Thatcher was desperate to end the days of governments bailing out lame-duck businesses, determined that they should stand on their own two feet. Hence the big switch from manufacturing to banking. Nick Clegg said, ‘She drew lines we are navigating today’, mainly as we weave our way home round the various companies digging up our gas pipes.
Several MPs mentioned Thatcher’s beguiling sexuality. They say she had the ankles of a twenty-year-old – they were paperweights given as a gift by her chum General Pinochet. She did always come across as a very cold woman – I can’t help feeling sorry for poor old Denis.
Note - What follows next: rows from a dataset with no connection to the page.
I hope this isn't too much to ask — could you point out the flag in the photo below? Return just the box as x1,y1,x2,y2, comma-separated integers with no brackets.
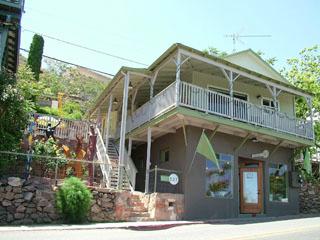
196,131,220,170
303,149,312,174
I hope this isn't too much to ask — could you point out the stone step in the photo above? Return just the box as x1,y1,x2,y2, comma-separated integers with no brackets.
129,211,150,218
128,204,148,212
128,217,150,222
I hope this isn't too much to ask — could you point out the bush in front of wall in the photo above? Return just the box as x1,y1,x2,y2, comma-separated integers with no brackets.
56,177,92,223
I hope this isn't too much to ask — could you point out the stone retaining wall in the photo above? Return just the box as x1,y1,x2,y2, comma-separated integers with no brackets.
299,183,320,214
0,177,59,225
0,178,184,225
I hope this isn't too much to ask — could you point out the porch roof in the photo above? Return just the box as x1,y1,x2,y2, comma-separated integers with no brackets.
87,43,313,117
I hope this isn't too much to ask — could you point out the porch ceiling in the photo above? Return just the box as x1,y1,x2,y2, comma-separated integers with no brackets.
129,108,312,148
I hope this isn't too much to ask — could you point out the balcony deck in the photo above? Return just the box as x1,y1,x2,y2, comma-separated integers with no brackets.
122,81,314,140
0,0,24,9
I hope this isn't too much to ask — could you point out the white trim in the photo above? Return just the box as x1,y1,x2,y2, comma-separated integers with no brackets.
260,96,280,112
207,84,250,102
145,127,152,193
180,49,311,97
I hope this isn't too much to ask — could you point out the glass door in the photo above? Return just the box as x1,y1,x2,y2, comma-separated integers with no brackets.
239,163,263,213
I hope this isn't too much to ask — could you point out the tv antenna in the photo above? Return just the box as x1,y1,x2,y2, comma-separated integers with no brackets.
225,33,271,52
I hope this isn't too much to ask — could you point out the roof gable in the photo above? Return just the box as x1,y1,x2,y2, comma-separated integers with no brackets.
224,49,289,83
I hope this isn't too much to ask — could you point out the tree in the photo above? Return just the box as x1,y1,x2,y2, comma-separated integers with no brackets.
282,45,320,146
0,71,32,151
27,34,44,81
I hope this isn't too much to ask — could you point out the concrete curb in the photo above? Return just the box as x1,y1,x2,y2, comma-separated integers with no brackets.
0,214,320,233
0,221,203,232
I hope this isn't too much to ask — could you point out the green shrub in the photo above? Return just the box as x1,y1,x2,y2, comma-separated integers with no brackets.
56,177,92,223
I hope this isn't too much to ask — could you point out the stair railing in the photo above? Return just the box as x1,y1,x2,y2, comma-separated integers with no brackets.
114,144,138,191
96,128,112,188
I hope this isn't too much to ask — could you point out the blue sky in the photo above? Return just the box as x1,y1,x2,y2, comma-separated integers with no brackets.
21,0,320,73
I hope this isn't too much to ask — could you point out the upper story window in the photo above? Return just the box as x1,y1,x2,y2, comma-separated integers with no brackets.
261,98,279,110
208,86,248,101
160,148,170,163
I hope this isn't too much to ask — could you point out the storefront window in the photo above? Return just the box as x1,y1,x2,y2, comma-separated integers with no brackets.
269,163,288,202
206,153,233,198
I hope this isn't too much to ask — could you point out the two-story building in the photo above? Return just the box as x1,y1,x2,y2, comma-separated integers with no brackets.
0,0,24,73
88,43,314,219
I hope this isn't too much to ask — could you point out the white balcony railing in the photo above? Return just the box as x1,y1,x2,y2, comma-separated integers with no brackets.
26,113,90,142
117,81,314,139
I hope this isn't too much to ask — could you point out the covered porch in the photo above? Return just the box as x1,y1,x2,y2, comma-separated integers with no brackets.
89,44,314,192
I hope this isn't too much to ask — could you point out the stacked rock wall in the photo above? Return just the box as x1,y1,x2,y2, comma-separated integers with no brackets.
0,177,59,225
0,177,184,225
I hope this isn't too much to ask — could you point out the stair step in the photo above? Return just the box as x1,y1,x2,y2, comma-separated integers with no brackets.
130,212,150,218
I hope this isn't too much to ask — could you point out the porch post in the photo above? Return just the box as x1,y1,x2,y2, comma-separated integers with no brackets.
221,68,240,119
118,73,130,189
306,97,314,137
266,85,282,130
145,127,151,193
128,137,132,158
97,106,102,132
106,95,113,152
176,50,181,105
228,71,234,119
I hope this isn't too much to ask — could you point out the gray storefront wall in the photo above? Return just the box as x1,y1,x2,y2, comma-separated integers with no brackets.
141,126,299,219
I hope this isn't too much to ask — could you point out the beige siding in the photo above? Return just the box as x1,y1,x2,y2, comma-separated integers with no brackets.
225,51,288,82
191,71,294,116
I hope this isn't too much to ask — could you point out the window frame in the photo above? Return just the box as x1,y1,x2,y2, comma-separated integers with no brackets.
260,97,280,111
159,148,170,163
204,153,235,200
207,84,250,102
268,162,290,204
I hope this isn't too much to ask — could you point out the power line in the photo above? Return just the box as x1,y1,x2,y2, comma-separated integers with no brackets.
20,48,114,77
21,27,148,66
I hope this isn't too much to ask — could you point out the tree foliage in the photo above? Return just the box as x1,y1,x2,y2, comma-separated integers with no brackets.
0,71,32,151
27,34,44,80
282,45,320,145
18,61,106,119
56,177,92,223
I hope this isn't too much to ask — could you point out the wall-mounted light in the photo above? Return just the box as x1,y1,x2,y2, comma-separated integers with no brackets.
128,82,133,90
250,137,259,143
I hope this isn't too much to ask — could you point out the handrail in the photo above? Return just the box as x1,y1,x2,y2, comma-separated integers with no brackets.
96,127,112,187
26,113,90,141
179,82,313,139
114,144,138,190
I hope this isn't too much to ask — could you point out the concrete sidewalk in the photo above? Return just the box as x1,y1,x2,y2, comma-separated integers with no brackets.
0,221,203,232
0,214,319,232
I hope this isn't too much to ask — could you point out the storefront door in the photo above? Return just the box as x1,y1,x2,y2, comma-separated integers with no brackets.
239,159,263,214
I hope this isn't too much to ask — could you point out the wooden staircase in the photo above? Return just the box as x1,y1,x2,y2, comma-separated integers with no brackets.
107,139,131,191
96,128,137,191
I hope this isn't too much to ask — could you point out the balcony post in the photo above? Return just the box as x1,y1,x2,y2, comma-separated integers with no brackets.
228,71,234,119
118,72,130,189
306,97,314,138
106,94,113,152
266,85,282,131
220,68,240,119
145,127,151,193
176,50,181,106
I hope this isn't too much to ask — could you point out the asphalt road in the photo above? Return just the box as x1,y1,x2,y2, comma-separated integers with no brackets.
0,217,320,240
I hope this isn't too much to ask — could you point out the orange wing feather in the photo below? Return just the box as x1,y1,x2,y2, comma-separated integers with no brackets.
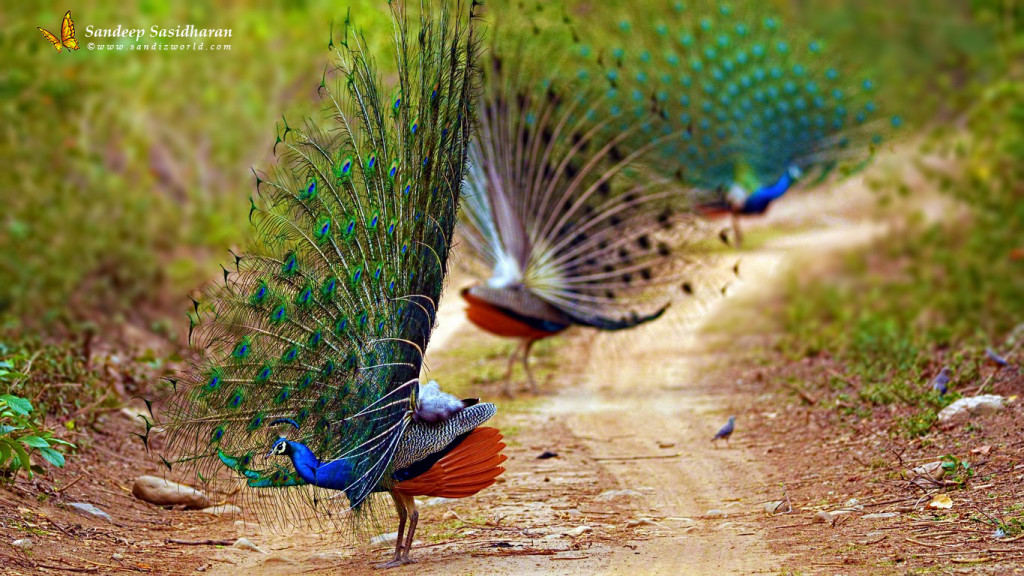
394,427,508,498
60,10,78,50
36,26,60,52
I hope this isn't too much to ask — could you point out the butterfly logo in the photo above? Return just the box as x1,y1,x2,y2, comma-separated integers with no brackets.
36,10,78,52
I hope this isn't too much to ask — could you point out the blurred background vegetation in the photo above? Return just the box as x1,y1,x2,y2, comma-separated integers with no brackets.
0,0,1024,424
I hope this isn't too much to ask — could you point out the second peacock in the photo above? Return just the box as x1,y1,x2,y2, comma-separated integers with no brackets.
461,13,716,394
153,0,505,565
579,2,902,244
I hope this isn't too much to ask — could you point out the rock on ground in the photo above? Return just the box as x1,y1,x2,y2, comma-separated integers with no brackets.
939,395,1007,424
68,502,114,522
131,476,213,509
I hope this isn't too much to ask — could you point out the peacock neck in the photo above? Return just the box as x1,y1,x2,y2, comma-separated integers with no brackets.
288,442,353,490
288,442,319,485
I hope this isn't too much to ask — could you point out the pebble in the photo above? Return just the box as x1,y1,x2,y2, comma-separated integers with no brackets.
231,538,267,554
200,504,242,516
565,526,594,538
370,532,398,546
594,490,643,502
907,462,946,488
939,395,1007,424
263,556,298,566
131,476,213,509
765,500,793,515
68,502,114,522
813,510,835,526
309,550,348,562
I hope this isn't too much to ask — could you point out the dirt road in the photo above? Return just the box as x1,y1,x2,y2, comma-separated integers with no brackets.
0,180,878,576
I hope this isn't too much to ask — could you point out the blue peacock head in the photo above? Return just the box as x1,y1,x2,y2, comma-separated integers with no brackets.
266,418,299,458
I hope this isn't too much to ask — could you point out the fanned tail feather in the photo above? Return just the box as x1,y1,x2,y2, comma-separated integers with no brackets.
156,0,478,537
394,426,507,498
578,2,901,203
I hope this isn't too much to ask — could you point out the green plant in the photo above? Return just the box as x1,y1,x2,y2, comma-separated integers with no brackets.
942,454,975,488
0,389,74,479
Going down on her must have been like licking a lamp-post in winter.
Many of Thatcher’s friends were quite emotional at the funeral. I think I saw a tear forming in the burning eye of Sauron, and when it was time for the cremation Simon Weston threw himself on, for old times’ sake. The political guest list was a damning indictment of the inefficiency of the IRA. The only thing John Major ever did of note was having sex with Edwina Currie and not getting his head ripped off like a male praying mantis. I was surprised to see Sarah Ferguson there; I’d have thought she’d have sold her ticket on eBay. Fergie had a great time, though. She could finally sit in a room full of dictators without worrying if any of them worked for the News of the World.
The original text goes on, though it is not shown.